New Rule: Don't Google Your Past.
Ok, honestly I wasn't Googling when I brushed shoulders briefly with a ghost from the past... but what a ghost. My old youth minister from the early eighties (a lifetime ago) is not just still in the industry but a leading kookster. Even more the devout fundamentalist, he's now juxtaposing Orwell with justifications for a church-state?
Bless my soul.
It would be cliché to quote Orwell here were it not for the fact that fundamentalist intellectuals do so with even greater frequency than those of the left. At a rally to expose the “myth” of church/state separation I attended this spring, Orwell was quoted at me four times, most emphatically by William J. Federer, an encyclopedic compiler of quotations whose America’s God and Country—a collection of apparently theocentric bons mots distilled from the Founders and other great men “for use in speeches, papers, [and] debates”—has sold half a million copies. “Those who control the past,” Federer said, quoting Orwell’s 1984>, “control the future.” History, the practical theology of the movement, reveals destiny.
Federer, a tall, lean, oaken-voiced man, loved talking about history as revelation, nodding along gently to his own lectures.

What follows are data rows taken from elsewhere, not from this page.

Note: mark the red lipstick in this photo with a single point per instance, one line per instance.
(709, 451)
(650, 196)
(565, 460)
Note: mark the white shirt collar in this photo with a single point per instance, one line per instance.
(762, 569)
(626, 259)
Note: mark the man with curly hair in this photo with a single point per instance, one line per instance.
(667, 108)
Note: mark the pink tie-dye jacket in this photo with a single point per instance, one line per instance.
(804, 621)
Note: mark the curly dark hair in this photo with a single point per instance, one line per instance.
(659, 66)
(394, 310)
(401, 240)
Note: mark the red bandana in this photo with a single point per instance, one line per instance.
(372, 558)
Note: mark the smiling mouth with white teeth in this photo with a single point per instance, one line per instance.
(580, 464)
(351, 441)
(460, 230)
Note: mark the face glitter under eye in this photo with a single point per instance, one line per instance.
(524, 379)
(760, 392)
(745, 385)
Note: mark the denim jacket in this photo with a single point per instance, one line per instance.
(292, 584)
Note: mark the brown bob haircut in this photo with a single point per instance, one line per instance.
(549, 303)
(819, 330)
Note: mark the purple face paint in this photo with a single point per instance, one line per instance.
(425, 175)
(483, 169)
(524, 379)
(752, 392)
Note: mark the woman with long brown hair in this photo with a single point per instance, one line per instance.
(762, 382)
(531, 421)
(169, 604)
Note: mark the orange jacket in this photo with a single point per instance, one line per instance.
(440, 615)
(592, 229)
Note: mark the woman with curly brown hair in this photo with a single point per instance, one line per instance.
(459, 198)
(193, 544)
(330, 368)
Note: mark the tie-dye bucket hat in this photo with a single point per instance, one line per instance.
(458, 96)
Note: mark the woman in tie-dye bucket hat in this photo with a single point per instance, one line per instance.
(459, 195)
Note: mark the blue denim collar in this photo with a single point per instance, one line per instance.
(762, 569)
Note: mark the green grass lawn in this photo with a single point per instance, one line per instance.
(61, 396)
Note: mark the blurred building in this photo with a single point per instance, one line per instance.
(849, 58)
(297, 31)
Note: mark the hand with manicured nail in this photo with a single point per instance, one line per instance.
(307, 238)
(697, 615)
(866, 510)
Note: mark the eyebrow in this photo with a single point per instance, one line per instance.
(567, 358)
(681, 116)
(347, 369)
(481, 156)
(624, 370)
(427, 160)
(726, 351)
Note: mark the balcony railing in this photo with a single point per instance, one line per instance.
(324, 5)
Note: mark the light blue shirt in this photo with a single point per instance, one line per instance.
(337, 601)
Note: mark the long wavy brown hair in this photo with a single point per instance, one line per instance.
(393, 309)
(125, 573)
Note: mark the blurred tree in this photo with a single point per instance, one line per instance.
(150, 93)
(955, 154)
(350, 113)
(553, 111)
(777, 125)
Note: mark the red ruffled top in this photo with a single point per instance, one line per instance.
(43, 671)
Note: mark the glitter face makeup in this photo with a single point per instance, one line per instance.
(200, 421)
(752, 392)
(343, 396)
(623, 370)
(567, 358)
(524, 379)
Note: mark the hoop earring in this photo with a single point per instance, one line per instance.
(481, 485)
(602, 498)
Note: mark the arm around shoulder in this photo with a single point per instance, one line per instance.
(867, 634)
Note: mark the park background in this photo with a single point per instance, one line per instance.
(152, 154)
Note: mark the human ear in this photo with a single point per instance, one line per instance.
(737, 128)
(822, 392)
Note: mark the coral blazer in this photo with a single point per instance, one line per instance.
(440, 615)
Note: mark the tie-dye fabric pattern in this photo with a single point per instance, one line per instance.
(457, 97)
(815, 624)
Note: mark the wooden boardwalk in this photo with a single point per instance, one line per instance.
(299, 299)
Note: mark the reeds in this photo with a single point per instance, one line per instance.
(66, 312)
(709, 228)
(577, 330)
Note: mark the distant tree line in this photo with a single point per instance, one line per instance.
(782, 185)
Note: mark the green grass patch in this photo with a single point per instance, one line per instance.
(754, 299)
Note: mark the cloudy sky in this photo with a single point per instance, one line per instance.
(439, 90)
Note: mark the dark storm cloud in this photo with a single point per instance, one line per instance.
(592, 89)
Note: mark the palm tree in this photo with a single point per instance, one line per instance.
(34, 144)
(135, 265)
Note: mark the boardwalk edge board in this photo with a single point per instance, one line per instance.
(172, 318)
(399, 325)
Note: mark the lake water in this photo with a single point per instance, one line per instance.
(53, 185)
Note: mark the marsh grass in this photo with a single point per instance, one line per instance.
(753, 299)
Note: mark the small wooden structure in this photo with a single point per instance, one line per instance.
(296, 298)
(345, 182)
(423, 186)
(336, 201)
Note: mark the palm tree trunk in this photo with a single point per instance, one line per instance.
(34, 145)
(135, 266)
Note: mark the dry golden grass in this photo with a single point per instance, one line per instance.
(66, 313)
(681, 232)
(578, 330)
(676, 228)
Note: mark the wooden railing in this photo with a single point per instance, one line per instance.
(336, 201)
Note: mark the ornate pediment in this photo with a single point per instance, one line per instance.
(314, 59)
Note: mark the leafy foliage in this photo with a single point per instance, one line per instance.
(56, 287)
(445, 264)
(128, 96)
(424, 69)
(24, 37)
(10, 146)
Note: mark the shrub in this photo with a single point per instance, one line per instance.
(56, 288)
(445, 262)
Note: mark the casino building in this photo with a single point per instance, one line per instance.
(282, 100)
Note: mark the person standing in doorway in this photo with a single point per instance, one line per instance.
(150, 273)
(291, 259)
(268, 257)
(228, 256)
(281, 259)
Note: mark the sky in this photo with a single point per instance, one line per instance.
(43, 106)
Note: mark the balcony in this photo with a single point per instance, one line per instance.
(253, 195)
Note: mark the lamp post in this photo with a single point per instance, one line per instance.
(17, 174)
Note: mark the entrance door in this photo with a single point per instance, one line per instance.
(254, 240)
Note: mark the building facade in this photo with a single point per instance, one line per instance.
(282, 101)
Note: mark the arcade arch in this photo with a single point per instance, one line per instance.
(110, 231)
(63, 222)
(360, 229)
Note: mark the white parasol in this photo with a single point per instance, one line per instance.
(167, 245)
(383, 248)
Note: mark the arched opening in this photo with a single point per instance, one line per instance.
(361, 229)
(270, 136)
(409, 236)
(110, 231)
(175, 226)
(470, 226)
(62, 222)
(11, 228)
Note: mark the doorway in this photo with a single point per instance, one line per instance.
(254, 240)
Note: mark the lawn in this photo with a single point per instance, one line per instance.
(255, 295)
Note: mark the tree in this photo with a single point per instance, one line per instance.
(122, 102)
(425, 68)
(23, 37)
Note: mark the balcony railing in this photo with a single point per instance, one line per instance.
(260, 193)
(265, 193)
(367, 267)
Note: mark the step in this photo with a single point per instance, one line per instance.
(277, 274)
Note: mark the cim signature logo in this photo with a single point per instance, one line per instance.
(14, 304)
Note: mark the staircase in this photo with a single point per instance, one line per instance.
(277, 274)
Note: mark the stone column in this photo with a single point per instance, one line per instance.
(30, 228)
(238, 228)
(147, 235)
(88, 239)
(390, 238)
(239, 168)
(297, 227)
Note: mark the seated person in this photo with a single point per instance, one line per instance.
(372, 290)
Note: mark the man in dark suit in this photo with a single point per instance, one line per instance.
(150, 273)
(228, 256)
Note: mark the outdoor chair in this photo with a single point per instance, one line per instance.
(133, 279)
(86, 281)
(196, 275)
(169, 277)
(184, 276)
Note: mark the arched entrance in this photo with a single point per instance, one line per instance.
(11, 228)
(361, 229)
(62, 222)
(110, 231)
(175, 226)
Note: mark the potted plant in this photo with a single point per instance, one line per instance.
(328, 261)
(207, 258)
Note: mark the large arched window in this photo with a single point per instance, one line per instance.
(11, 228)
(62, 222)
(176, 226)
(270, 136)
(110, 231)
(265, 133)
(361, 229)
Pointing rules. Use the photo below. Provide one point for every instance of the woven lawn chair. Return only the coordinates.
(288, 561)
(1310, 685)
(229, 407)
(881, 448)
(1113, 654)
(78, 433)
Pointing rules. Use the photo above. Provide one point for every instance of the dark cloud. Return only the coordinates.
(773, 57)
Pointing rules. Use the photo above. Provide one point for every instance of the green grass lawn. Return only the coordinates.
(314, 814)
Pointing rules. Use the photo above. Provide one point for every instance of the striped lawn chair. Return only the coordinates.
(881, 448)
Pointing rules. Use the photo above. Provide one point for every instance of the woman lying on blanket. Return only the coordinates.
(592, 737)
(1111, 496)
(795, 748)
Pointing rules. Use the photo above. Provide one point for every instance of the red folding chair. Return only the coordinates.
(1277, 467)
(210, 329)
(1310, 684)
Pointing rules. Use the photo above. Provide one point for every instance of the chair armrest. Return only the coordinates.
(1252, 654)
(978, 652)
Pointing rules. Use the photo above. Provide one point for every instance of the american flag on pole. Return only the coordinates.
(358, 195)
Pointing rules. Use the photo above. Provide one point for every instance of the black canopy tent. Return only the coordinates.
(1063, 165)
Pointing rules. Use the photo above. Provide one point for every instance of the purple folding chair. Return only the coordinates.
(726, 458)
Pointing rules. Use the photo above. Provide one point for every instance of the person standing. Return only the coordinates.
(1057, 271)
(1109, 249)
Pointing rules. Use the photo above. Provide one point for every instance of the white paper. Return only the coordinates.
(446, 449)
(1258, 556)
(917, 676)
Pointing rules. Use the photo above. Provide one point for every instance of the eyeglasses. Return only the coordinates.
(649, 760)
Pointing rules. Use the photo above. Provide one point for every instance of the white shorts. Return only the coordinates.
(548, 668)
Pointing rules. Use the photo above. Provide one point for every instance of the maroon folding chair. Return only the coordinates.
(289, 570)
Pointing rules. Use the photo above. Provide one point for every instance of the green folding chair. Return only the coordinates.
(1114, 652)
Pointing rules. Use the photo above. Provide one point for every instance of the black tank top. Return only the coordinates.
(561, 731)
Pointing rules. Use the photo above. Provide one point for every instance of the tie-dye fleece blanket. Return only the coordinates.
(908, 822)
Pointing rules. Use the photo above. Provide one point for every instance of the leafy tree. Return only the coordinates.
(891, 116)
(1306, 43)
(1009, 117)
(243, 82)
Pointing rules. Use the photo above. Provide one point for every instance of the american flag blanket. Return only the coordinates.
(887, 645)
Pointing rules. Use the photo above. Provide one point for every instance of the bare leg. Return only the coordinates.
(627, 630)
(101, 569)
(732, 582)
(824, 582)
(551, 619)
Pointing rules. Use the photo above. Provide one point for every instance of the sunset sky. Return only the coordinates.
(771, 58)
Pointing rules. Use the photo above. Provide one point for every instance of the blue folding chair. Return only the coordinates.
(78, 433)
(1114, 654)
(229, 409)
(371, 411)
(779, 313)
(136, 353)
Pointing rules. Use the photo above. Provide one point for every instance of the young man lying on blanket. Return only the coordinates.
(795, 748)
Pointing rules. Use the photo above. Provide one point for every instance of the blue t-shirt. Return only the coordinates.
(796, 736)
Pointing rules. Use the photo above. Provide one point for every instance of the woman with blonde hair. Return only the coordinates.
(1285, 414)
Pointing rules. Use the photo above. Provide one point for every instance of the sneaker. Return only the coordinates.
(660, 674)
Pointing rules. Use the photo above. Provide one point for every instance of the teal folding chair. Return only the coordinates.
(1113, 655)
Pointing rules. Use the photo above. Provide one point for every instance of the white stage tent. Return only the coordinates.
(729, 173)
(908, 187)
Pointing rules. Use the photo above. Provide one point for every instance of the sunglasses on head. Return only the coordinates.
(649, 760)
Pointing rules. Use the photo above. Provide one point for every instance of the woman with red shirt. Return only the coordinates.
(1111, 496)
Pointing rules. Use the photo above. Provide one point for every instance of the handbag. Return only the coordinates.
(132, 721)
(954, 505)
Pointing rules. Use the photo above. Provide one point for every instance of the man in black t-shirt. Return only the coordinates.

He wore a gray suit, a red tie marred by a stain, and an American flag pin in his lapel. He looked like a congressman, which was what he’d wanted to be: he was a two-time G.O.P. candidate for former House minority leader Dick Gephardt’s St. Louis seat. He lost both times, but the movement considers him a winner—in 2000, he faced Gephardt in one of the nation’s most expensive congressional races, forcing him to spend down his war chest. Federer considered this a providential outcome.
Federer and I were riding together in a white school bus full of Christians from around the country to pray at the site on which the Danbury, Connecticut, First Baptist Church once stood. It was in an 1802 letter to the Danbury Baptists that Thomas Jefferson first used the phrase “wall of separation,” three words upon which the battle over whether the United States is to be a Christian nation or a cosmopolitan one turns. Federer, leaning over the back of his seat as several pastors bent their ears toward his story, wanted me to understand that what Jefferson—notorious deist and author of the Virginia Statute for Religious Freedom—had really meant to promote was a “one-way wall,” designed to protect the church from the state, not the other way around. Jefferson, Federer told me, was a believer; like all the Founders, he knew that there could be no government without God. Why hadn’t I been taught this? Because I was a victim of godless public schools.
“‘Those who control the present,’” Federer continued his quotation of 1984, “‘control the past.’” He paused and stared at me to make sure I understood the equation. “Orson Welles wrote that,” he said.
To Bill's point, I attended both godless public schools and "godly" private schools and don't recall ever being taught that government couldn't exist without god. Even in a Baptist school with the sister of a Congressman as my American Government teacher I missed out on the how god build the three branches of government and how we should thank him by relinquishing control to the church. I would encourage Mr. Federer to examine closely the successes of all the countries that have by will or force, instituted church-states and explain to the class how it would improve the United States.